Marginal solution

November 27, 2013

Okey dokey. Better reveal the solution to the stat-geek marginalisation quiz. There were sixty two votes.

The popular winner was the economics/marginal profits idea, with 31 votes. Plausible but wrong.

The second most popular was the “marginal interest” idea. Well… this is what the term has more or less drifted into meaning, because (almost) everybody has forgotten the true origin. So… wrong.

Nobody voted for “lost in the mists of time”, which proves you all care. How nice.

Only two people voted for EB Margin being the pseudonym of WR Gossett. This disappointed me, both because it is funny and because it was supposed to be a cunning false trail. WS Gosset in fact published his papers under the name of “Student”, which is why we have the “Student’s t test’.

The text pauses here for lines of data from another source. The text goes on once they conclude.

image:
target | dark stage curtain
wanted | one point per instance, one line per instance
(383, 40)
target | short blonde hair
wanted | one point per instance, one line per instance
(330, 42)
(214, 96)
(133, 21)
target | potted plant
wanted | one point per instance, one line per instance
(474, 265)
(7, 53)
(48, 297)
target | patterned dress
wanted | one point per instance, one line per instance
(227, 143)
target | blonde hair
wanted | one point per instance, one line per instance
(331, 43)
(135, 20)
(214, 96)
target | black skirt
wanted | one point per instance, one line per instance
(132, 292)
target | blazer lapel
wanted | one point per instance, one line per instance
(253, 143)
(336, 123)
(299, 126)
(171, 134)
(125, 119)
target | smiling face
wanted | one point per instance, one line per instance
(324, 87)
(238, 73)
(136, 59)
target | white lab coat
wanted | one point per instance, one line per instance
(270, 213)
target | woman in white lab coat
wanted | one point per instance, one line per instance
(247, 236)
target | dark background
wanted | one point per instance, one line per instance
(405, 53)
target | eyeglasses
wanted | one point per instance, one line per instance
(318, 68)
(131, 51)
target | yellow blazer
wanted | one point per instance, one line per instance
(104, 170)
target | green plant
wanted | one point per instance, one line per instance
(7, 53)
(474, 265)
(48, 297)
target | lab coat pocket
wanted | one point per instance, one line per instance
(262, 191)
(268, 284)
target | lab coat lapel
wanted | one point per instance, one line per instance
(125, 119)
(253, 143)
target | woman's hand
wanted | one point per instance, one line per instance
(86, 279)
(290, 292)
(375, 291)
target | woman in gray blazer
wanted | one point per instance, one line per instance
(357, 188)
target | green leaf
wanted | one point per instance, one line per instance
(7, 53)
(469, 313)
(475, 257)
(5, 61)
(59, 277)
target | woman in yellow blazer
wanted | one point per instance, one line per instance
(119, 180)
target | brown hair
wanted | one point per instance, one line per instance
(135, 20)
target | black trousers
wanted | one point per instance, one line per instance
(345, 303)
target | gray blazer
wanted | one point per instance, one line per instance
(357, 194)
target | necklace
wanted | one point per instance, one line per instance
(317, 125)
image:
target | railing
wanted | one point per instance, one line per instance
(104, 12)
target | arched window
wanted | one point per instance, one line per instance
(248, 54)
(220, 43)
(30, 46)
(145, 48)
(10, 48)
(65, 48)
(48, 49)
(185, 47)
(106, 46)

So of course the correct answer was other. Sorry if that was an annoying tactic, but I think if I’d made the right answer one of the choices, it would have been too obvious. Amongst the 6 suggestions, two were for our amusement :

“I’d write the reason here but there’s not enough room in the margin”
“To marginalise those who don’t know”

and four were were spot on or more or less right

“Refers to margins of a contingency table”
“thought it was to do with averaging rows, with answer stuck in the margin”
“your are projecting the 2D pdf onto the “margin” of the plot”
“Sweeping the probability to the edge (=margin) of the paper?”

Sounds like the first two people knew, and the second two deduced the right answer. If you were one of those people, award yourself an extra biscuit at coffee time, and feel free to announce yourself.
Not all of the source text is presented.